Rose’s dates ended up getting intimate. “The fact that I was vax’d was mentioned throughout as a source of relief for [them during sex.] It does feel like a hierarchy is forming, with vaccinated people being able to get dates easier.”
“It does feel like a hierarchy is forming, with vaccinated people being able to get dates easier.”
For Rose though, this trend ― and lockdown rules that put the needs of businesses before people ― are something they’re critical of, as mean people with more privilege are benefiting.
“You can’t build a society that tells us to work and nothing else. We have to risk our lives to make rent, but can’t leave the house for anything else? You can’t have it both ways, that’s not sustainable,” she said. “It’s been an exhausting year.”
Whatever your status, here’s how you can make sex safer
As the pandemic approaches the year-long mark, people have adopted certain safety rules to reduce COVID-19 spread during intimacy.
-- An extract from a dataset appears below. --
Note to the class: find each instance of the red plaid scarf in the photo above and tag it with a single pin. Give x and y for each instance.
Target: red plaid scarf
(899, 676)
Nate,* a Torontonian who works from home, said that someone being vaccinated isn’t a dealbreaker for being intimate, but it is “70 per cent” linked to his future dating plans. At the moment, he has decided not to have casual encounters with strangers, which he’s noted has made people on the gay dating apps he uses accuse him of being anxious.
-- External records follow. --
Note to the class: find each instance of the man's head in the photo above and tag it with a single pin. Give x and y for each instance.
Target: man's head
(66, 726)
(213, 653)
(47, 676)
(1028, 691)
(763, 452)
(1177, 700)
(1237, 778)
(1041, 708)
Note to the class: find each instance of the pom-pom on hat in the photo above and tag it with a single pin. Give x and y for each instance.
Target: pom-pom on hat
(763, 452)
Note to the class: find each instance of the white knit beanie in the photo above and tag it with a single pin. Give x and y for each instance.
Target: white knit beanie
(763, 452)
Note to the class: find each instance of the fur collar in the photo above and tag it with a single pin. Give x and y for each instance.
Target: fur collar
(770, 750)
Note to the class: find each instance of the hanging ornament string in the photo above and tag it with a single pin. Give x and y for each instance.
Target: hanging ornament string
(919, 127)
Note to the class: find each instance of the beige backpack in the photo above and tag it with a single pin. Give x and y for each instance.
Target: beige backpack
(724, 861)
“I’m not going to take a hospital bed away from someone who needs it more,” he would retort.
Monty*, a Canadian single mom with immunocompromised parents, has chosen to have casual relationships only with people she already knows until the vaccine is common, to keep her social bubble small and safe.
Alejandro sees vaccine status as a nice bonus, but not a deal-breaker. They’re making decisions to see those who take their health seriously, such as another essential worker who they know has been careful all year.
All these actions are steps that Canada’s top doctor has recommended to prevent COVID-19 transmission during intimacy: restricting numbers, foregoing sex, and having honest conversations about one’s health before doing the deed was among the advice given by Dr. Theresa Tam last year, along with wearing a mask during intercourse.
Watch: Canada’s chief public health officer Dr. Theresa Tam encourages face masks during sex. Story continues after the slideshow.
Barriers, like dental dams and glory holes, are also Canada-approved pandemic safe sex tools.
For those holding off on intimacy altogether, it’s worth knowing that the vaccine can eventually make casual sex safer for everyone.
“As more people do get vaccinated over the coming months, levels of disease in the community are going to drop. It’s going to make it safer to go on face-to-face dates and hookups,” they said. “Only by getting enough of the population vaccinated and bringing case numbers low can we return to normal life.”
*Names have been changed due to privacy concerns.